Kelley was not only sure about nursing, she knew exactly what area she wanted to work in: She wanted to care for the sickest patients.

The coronavirus pandemic has given Kelley and her colleagues at MetroWest Medical Center and worldwide virtually as many sick patients as they could handle. The outbreak was so severe in the spring MetroWest – which now encompasses Leonard Morse – held off on plans to shift Leonard Morse from acute care to specialty care because it so badly needed the patient beds.

As nursing director of critical care services, Kelley oversees all inpatient care services, which received the bulk of coronavirus patients, who’d often come in through the emergency department.

From the first moment those patients would arrive, proper separation of patients was a top priority. After that, Kelley and her staff would have to figure out where to keep sick and highly contagious patients. MetroWest’s Framingham Union Hospital typically has 12 intensive care beds, but shifted beds around from its pediatric cardiovascular step-down units to create enough for 45. Ultimately, the highest patient count topped out at about 35.

Kelley, the nursing director for 15 years and a MetroWest nurse for more than 30, helped to make 25 rooms negative pressure, so contaminated air wasn’t circulated through the rest of the hospital. Contamination risks for front-line workers were serious concerns, she said, yet nurses from other areas of the hospital who wouldn’t normally work with such patients were eager to help out on whatever shifts they could.

“I call my colleagues battle angels,” she said. “Honest to God, it was nothing that we ever encountered before. It was like living a nightmare every day.”

Some nurses stayed in hotels to keep their families safer, Kelley said. In her case, when she’d come home, she’d leave her work sneakers in her trunk, walk in to take a shower, and then greet her family.

After wanting a career helping the sickest patients, she got that responsibility – and will never forget it.

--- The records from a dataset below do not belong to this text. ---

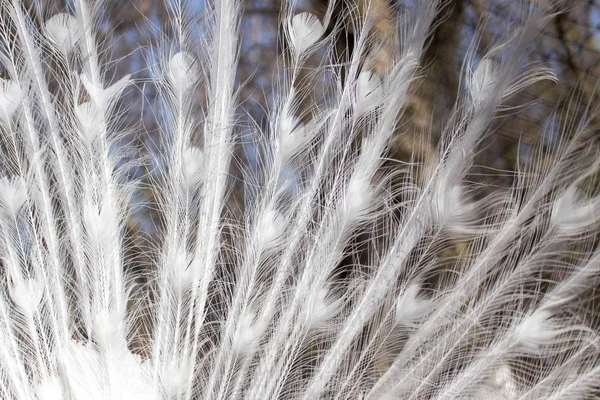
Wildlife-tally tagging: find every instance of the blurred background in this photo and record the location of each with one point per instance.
(569, 44)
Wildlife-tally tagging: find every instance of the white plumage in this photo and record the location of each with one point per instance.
(335, 281)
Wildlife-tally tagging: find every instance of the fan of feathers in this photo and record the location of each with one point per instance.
(295, 256)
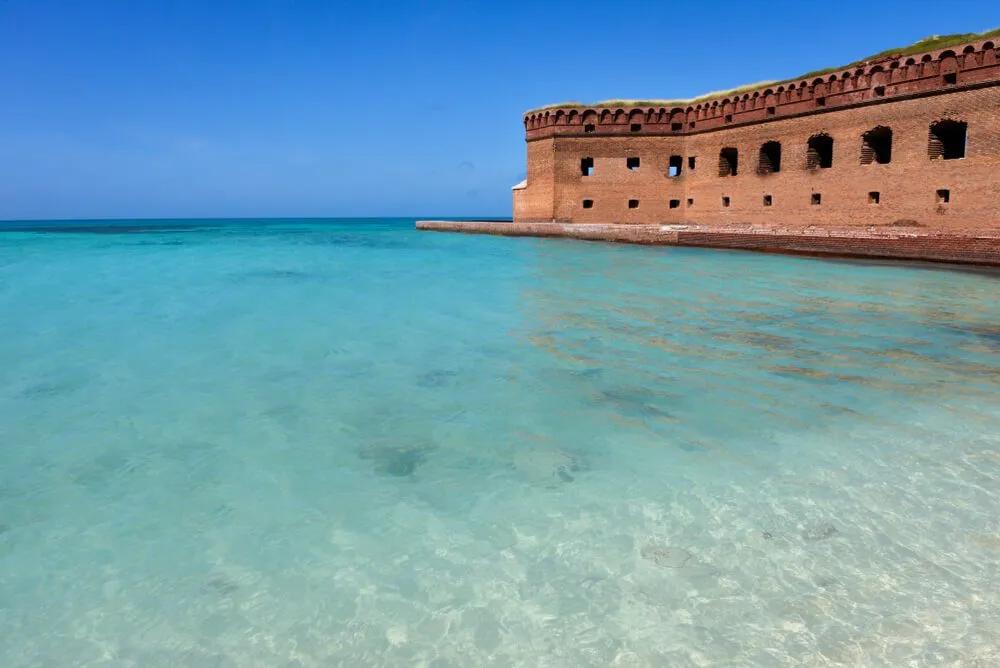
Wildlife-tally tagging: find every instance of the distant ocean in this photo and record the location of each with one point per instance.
(320, 442)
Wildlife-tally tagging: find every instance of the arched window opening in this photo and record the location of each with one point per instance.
(728, 162)
(675, 165)
(876, 146)
(947, 140)
(819, 152)
(769, 160)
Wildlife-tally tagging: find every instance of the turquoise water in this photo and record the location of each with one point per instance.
(346, 442)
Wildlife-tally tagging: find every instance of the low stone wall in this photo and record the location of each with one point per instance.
(969, 248)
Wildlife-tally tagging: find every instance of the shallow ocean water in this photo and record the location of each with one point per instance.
(349, 443)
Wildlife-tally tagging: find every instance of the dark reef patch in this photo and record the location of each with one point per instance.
(399, 461)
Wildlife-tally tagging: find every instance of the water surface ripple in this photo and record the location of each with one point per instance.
(350, 443)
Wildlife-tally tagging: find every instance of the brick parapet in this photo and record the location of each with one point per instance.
(875, 82)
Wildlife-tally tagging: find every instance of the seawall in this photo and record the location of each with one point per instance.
(898, 244)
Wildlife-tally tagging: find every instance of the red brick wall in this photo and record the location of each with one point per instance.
(915, 96)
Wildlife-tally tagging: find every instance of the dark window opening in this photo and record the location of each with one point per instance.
(674, 168)
(947, 140)
(876, 146)
(769, 161)
(819, 152)
(728, 162)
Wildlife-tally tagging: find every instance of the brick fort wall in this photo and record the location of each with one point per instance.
(860, 147)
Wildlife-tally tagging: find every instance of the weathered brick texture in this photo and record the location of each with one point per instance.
(904, 95)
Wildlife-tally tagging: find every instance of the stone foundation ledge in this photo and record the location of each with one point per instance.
(972, 247)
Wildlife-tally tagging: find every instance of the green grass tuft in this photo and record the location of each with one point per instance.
(932, 43)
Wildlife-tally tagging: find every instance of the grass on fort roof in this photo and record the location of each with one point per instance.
(931, 43)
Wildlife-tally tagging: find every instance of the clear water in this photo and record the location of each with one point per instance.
(347, 442)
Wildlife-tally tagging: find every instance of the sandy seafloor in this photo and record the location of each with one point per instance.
(299, 443)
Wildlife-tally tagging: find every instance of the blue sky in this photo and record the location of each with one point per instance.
(133, 108)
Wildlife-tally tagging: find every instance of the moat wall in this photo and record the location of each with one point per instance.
(916, 188)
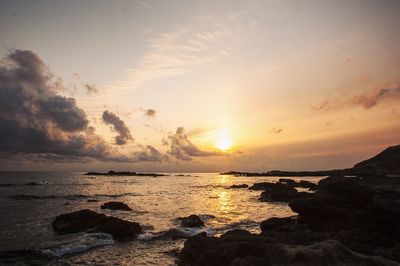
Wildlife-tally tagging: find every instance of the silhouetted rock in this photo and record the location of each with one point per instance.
(87, 220)
(239, 186)
(191, 221)
(116, 205)
(347, 221)
(271, 186)
(25, 257)
(300, 184)
(386, 162)
(114, 173)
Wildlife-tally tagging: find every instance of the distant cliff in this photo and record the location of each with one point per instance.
(385, 163)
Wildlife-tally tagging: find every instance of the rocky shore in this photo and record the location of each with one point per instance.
(114, 173)
(347, 221)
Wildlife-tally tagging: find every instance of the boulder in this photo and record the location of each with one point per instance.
(239, 186)
(300, 184)
(87, 220)
(191, 221)
(271, 186)
(116, 205)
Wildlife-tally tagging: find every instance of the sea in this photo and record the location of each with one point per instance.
(29, 202)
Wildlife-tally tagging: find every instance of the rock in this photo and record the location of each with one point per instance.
(25, 257)
(251, 249)
(282, 195)
(191, 221)
(239, 186)
(116, 205)
(272, 186)
(386, 162)
(278, 192)
(250, 261)
(87, 220)
(286, 224)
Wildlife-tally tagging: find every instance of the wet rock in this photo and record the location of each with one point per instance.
(278, 192)
(239, 186)
(300, 184)
(251, 249)
(87, 220)
(271, 186)
(116, 205)
(250, 261)
(282, 195)
(191, 221)
(92, 200)
(25, 257)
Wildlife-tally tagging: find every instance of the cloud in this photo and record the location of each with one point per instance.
(177, 52)
(150, 113)
(367, 100)
(375, 97)
(183, 149)
(276, 130)
(124, 134)
(91, 89)
(38, 124)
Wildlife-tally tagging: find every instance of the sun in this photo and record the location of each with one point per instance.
(223, 142)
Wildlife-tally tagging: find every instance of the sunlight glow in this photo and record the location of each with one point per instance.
(223, 142)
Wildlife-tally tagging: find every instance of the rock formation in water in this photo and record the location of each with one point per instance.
(87, 220)
(116, 205)
(191, 221)
(347, 221)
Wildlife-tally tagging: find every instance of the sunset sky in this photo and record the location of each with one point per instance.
(197, 85)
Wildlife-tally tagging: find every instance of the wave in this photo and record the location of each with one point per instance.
(239, 225)
(68, 197)
(83, 243)
(7, 185)
(175, 233)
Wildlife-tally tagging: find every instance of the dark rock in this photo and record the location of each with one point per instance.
(250, 261)
(191, 221)
(282, 195)
(274, 224)
(92, 200)
(386, 162)
(24, 257)
(87, 220)
(239, 186)
(272, 186)
(300, 184)
(116, 205)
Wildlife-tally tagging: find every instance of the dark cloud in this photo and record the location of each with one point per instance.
(367, 100)
(91, 89)
(183, 149)
(276, 130)
(38, 124)
(149, 153)
(124, 134)
(375, 97)
(150, 112)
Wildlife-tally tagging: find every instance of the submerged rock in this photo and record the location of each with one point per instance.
(347, 221)
(87, 220)
(191, 221)
(239, 186)
(300, 184)
(116, 205)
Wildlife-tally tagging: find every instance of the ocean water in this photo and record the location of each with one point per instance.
(29, 201)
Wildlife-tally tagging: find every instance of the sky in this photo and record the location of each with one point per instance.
(197, 86)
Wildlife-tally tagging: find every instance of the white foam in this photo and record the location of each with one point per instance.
(83, 243)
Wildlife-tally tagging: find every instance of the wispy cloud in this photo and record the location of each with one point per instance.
(276, 130)
(366, 100)
(175, 53)
(124, 134)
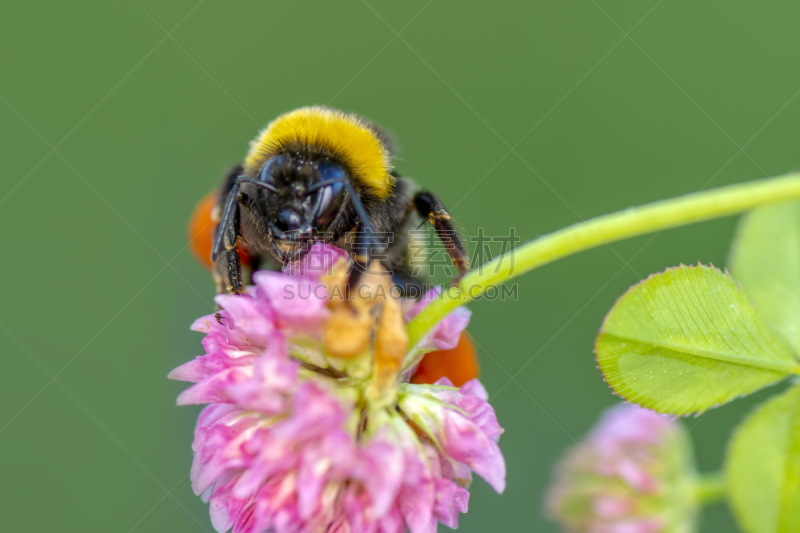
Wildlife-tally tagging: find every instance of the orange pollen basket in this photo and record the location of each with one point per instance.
(459, 364)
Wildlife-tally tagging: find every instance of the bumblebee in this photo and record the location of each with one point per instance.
(317, 175)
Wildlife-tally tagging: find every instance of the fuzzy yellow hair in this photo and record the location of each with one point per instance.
(347, 136)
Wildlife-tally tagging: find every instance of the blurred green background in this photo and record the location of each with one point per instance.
(118, 116)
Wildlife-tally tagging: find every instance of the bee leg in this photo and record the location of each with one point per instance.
(431, 208)
(228, 263)
(364, 247)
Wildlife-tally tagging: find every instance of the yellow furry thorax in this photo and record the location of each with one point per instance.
(347, 136)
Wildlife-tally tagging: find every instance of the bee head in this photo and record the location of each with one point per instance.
(309, 195)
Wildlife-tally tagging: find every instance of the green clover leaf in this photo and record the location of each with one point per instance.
(762, 468)
(766, 261)
(687, 340)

“Just seeing a patient in a bed, with no family members, with six IV bags, medications, pumps galore, on a breathing tube, all the people caring for that person – that’s an image we’ll never forget,” she said.

For some caregivers, the pandemic was too much, Kelley said. Some nurses, she said, chose to retire, burned out or disheartened from the experience and saying, “COVID won.”

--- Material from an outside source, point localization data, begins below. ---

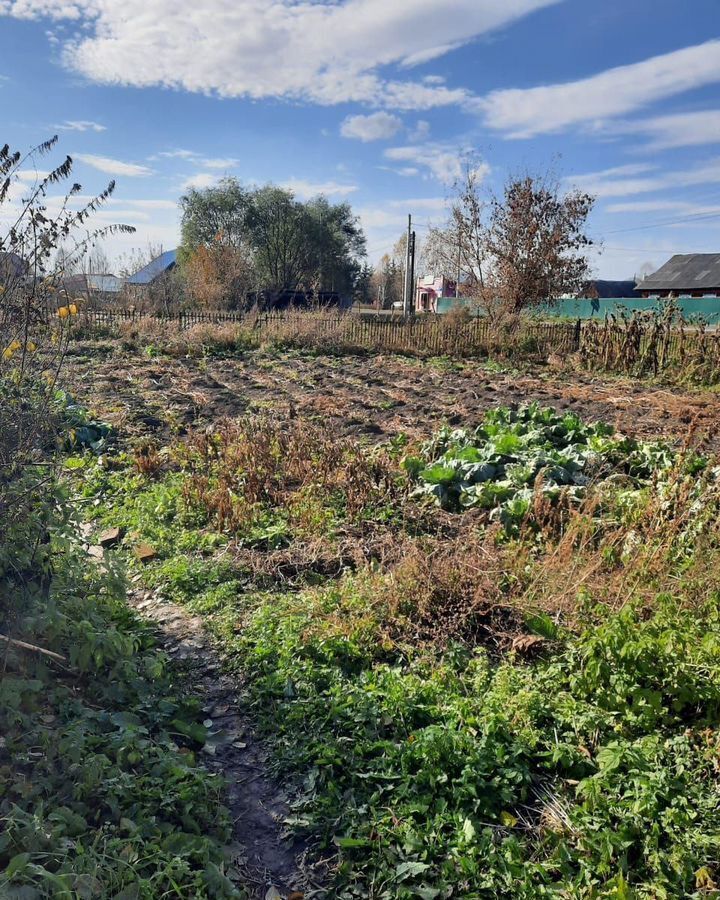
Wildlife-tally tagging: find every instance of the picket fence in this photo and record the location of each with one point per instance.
(424, 335)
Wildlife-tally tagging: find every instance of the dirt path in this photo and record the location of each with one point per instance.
(270, 863)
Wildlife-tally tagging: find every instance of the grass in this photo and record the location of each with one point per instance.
(462, 710)
(101, 794)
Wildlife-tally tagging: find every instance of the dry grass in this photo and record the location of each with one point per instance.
(241, 468)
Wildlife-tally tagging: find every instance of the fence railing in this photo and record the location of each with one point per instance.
(634, 345)
(423, 335)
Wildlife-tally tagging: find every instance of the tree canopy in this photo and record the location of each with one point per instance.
(285, 244)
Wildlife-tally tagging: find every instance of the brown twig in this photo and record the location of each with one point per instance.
(33, 648)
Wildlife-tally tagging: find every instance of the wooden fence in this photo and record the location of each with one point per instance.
(635, 345)
(421, 335)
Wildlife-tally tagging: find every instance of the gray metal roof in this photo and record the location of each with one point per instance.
(685, 271)
(154, 269)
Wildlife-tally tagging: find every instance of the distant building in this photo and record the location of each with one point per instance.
(605, 290)
(685, 275)
(154, 270)
(93, 285)
(431, 288)
(12, 266)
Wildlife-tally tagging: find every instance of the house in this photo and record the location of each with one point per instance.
(684, 275)
(431, 288)
(93, 285)
(154, 270)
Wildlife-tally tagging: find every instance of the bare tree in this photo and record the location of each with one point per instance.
(536, 243)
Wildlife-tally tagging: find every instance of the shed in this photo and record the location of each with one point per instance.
(155, 269)
(685, 275)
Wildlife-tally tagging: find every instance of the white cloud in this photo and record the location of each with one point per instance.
(329, 52)
(224, 162)
(440, 162)
(616, 183)
(80, 125)
(380, 126)
(152, 204)
(615, 92)
(676, 207)
(112, 166)
(176, 154)
(200, 181)
(420, 132)
(306, 189)
(429, 204)
(690, 129)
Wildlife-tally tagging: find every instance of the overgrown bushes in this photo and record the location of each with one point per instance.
(465, 712)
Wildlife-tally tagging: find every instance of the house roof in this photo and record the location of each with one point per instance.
(154, 269)
(106, 284)
(12, 264)
(685, 271)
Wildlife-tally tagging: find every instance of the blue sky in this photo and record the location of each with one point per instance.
(376, 102)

For any workers though, she said, the pandemic has made it clear how careful people need to be staying safe.

“We’re only asking the simplest requests of wearing a mask and washing your hands,” she said.

And frontline workers, Kelley emphasized, were always there for patients, including when visitors weren’t allowed to be with them in their final moments.

“Not only did we play the role of the caregiver. We had to play the role of the family member,” she said. “We wouldn’t allow anyone to die without holding their hand. No one died alone.”